でも、杏里の笑顔が見られたから、良しとするか。


「あ、あった!」


 杏里がスタンプを見つけて走っていく。

店の中で走ってはいけませんよ?


「司君、早く早く!」


「そんなに急ぐなって」


 冊子にハンコを押し、次のポイントに。

しかし、なかなか高山達と会わないな。

アイツらどこを回っているんだ?


 次のポイントは……。

あのかき氷屋か! ここは知っているぞ!

もう馴染みの店と言っても過言じゃない!


「杏里、行くぞ」


「うん、次は?」


「着いてからのお楽しみ」


 先に話したら一人で消えてしまうかもしれない。

それは危険だ。一緒にいかなければ。


――ガララララ


「いらっしゃーい。ん? また来たのかい? いつもありがとね」


 すっかり常連になった。


「司君? ここにあるの?」


「あぁ、あそこにスタンプがあるだろ?」


「ほんとだ! ねぇ、ちょっとだけ……」


 やっぱりこうなりますよね?


「お二人さん、いつものでいいかい?」


「はいっ! いつもので」


 すっかり常連になった。ばーちゃんも俺達に良くしてくれる。

杏里なんか、なぜか普通よりもイチゴの盛りが良くなっている。

俺もあんこがモリッとしているしな。


「あれ? 天童! 何してるんだ!」


「た、高山! って、俺だってスタンプラリーしてるんだよ!」


「ふふん。俺達はそろそろ終わるぜ! な、彩音」


「半分終わってるよ。後はお土産屋さんと東屋、あと岬とかかな」


 ぐぬぬ、なかなか早いじゃないですか。


「なんだい、みんなスタンプラリーしていたのかい?」


 ばーちゃんが話しかけてきた。


「はい、明日帰るんで、最後にみんなでやろうかって」


「そうかいそうかい、楽しんでおくれ。

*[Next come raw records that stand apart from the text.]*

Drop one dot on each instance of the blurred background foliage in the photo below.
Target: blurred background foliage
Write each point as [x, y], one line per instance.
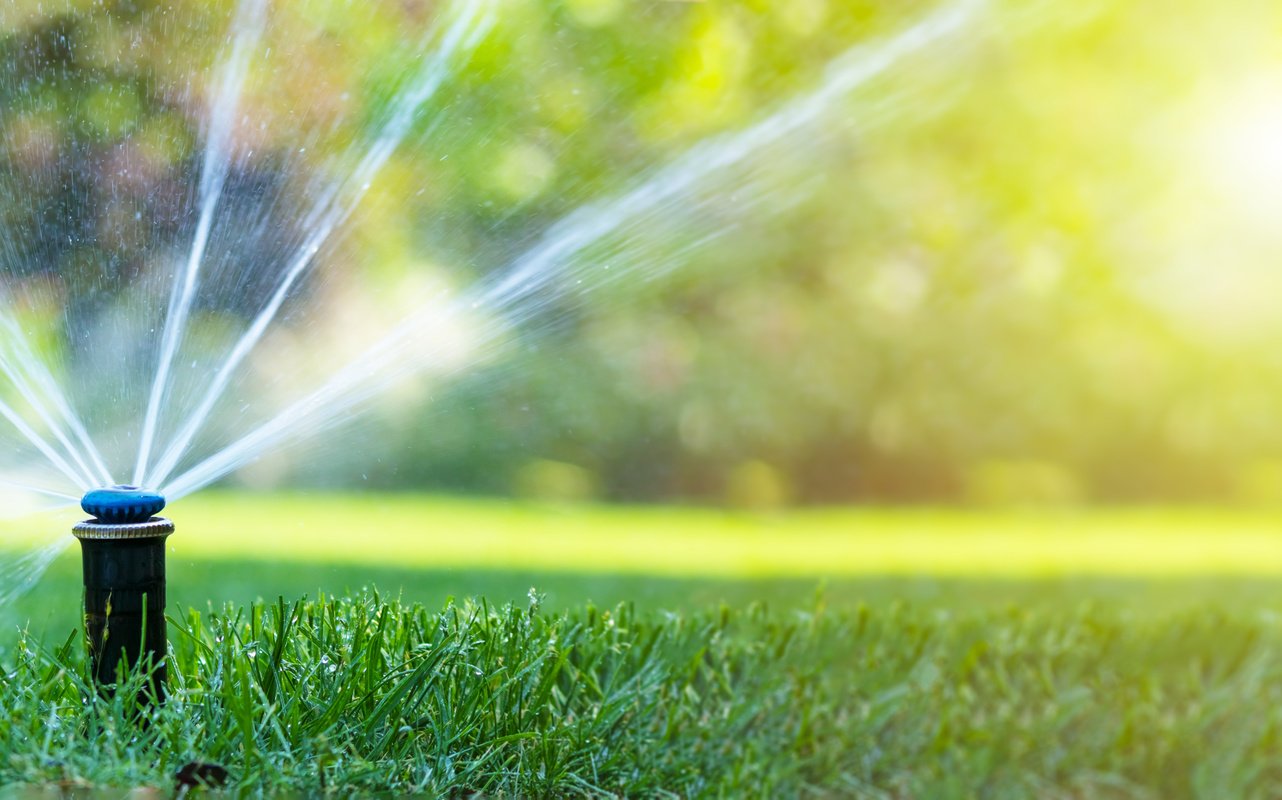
[1046, 275]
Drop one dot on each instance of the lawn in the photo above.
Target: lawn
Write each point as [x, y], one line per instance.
[680, 653]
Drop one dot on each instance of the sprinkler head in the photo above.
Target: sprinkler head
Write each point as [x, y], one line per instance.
[123, 558]
[122, 504]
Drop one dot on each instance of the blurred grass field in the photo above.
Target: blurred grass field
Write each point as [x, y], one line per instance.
[233, 546]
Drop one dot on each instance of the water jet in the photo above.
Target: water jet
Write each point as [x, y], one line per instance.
[122, 549]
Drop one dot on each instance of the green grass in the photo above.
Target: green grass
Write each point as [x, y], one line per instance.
[1021, 655]
[360, 696]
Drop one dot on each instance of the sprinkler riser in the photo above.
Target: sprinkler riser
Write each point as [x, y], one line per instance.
[124, 599]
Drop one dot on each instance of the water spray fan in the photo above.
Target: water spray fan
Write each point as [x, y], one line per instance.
[124, 582]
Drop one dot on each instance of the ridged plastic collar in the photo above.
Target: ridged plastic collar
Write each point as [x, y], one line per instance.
[157, 527]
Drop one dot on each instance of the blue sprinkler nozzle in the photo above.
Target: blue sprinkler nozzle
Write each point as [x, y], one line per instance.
[122, 504]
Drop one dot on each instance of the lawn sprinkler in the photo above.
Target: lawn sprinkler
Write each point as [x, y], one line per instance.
[123, 558]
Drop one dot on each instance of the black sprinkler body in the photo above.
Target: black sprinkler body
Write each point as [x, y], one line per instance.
[123, 560]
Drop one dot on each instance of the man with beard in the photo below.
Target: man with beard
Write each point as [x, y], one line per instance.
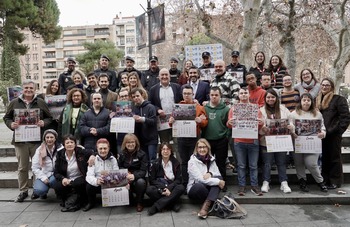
[65, 78]
[108, 96]
[228, 85]
[174, 71]
[129, 67]
[256, 93]
[238, 68]
[92, 88]
[200, 88]
[112, 75]
[95, 123]
[145, 116]
[150, 76]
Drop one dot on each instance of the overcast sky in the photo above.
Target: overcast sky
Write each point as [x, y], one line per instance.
[89, 12]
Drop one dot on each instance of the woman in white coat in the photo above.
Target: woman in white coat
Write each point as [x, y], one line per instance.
[104, 161]
[205, 181]
[43, 163]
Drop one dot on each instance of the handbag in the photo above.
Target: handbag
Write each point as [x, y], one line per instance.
[227, 208]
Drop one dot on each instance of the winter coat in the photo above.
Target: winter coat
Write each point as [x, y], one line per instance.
[94, 172]
[135, 162]
[196, 170]
[100, 121]
[146, 131]
[156, 175]
[61, 164]
[45, 171]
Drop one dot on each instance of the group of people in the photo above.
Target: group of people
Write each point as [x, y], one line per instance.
[78, 145]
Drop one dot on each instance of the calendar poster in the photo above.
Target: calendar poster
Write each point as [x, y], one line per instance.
[307, 140]
[184, 111]
[245, 121]
[118, 196]
[163, 122]
[185, 129]
[114, 192]
[28, 130]
[279, 143]
[122, 125]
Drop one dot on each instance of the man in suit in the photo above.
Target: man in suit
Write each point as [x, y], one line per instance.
[200, 88]
[163, 96]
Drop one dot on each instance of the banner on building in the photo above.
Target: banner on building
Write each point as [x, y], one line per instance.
[141, 31]
[158, 24]
[194, 52]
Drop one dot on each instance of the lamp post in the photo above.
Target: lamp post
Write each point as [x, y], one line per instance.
[149, 13]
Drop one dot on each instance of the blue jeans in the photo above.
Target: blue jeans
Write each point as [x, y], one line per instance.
[280, 160]
[246, 151]
[40, 188]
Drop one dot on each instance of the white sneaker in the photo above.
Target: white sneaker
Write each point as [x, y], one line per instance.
[265, 187]
[285, 188]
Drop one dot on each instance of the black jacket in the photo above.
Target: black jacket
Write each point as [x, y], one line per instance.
[113, 80]
[61, 164]
[336, 117]
[149, 78]
[156, 176]
[100, 121]
[146, 131]
[135, 162]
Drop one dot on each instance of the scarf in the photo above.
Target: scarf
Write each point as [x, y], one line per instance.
[322, 101]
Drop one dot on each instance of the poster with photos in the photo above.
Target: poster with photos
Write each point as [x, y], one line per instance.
[163, 122]
[245, 121]
[307, 140]
[185, 129]
[113, 190]
[28, 130]
[184, 111]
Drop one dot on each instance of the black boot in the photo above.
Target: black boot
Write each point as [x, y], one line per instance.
[323, 186]
[302, 185]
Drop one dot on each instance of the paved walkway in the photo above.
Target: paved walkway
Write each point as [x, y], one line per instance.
[42, 213]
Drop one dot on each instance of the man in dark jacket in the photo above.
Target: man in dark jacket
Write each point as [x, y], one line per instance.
[145, 123]
[65, 78]
[129, 67]
[150, 76]
[95, 123]
[112, 75]
[236, 69]
[26, 149]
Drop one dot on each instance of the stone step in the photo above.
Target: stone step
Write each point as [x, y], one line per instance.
[274, 196]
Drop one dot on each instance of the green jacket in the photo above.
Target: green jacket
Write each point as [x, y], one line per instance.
[65, 126]
[217, 118]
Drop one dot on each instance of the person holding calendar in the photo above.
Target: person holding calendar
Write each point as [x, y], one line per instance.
[306, 109]
[273, 110]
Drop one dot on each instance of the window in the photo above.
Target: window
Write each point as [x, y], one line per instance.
[36, 76]
[35, 57]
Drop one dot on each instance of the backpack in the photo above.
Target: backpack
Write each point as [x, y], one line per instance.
[227, 208]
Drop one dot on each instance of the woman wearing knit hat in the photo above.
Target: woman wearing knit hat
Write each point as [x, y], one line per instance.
[43, 164]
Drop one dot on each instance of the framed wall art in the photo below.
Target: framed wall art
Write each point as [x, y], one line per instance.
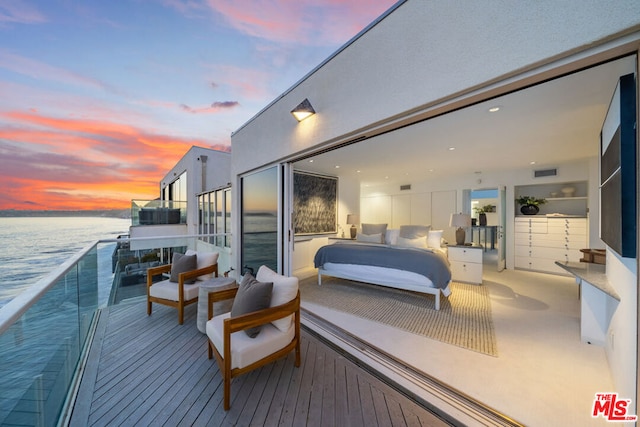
[315, 203]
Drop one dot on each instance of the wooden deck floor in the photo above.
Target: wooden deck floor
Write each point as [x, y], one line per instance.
[151, 371]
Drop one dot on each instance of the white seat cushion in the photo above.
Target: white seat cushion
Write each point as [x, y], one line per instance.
[285, 289]
[169, 290]
[204, 259]
[245, 350]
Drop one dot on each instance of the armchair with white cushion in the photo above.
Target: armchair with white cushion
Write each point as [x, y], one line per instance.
[188, 271]
[263, 325]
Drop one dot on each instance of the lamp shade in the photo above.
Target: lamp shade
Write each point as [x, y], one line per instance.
[460, 220]
[353, 219]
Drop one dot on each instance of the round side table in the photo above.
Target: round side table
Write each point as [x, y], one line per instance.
[219, 307]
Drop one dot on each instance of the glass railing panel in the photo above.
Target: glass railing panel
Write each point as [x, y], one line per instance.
[41, 350]
[135, 256]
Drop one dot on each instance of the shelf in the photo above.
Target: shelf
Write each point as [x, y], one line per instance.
[564, 199]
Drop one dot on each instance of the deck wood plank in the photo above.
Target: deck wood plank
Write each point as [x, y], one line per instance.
[152, 371]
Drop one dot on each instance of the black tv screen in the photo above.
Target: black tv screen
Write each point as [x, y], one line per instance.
[618, 171]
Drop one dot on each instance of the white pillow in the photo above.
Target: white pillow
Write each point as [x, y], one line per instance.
[285, 289]
[418, 242]
[434, 239]
[369, 238]
[391, 237]
[204, 259]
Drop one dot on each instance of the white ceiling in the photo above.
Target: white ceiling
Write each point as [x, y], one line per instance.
[549, 124]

はい、かき氷四つ」


 高山夫妻アンド俺達のかき氷。

ここは、勝負の別れ目!


「天童……」


「高山……」


 自然と高山と視線が交差し、中央に見えもしないはずの火花が見える。

俺の力を見せる時が来たな……。行くぜ!


 俺と高山は、でっかいスプーンで氷を口に運び込む。

その速さはまさに光速。手を止めることなく、互いに視線を交わしながら、俺達は戦った。


「あ、頭がぁぁぁ!」


「ま、負けない! 俺は、天童に、勝つぅぅ!」


 さらにスピードを上げる高山。


「ま、負けられるかぁぁぁ!」


 俺もガッツを出す。見ていてくれ、俺の勇姿を!

そして、その目に焼きつけるんだ!

杏里、俺は君の為に、食す!


 と、杏里に目を向けると杉本と普通に話しながら食べている。

うん、普通に食べた方がいいよね。


「て、てんどぅー。あ、あたまがぁぁ」


「ふっ、高山の勢いもここまでだな……。俺の勝ちだ」


 そんなかき氷バトルをこなし、女性陣二人が食べ終わるのを待ち、店を後にする。

急いで食べなくても良かったじゃないか。


 高山は杉本の肩を借りながら俺達と逆の方向に歩いて行く。

多分ここが折り返し地点。


「杏里、行こう。高山のダメージは大きい」


「普通に食べればよかったのに……」


 おっしゃる通りです。

正論ですね。


「お、男には引けない時があるんだよ」


「でも、無理しないでね。お腹壊しちゃったら大変だよ?」


「あい、気を付けます」


 再び杏里の手を取り、歩き出す。

少しだけ頭は痛いけど、きっと高山ほどではない。


 というか、杏里はお腹壊さないのか?

俺よりも食べてるよね?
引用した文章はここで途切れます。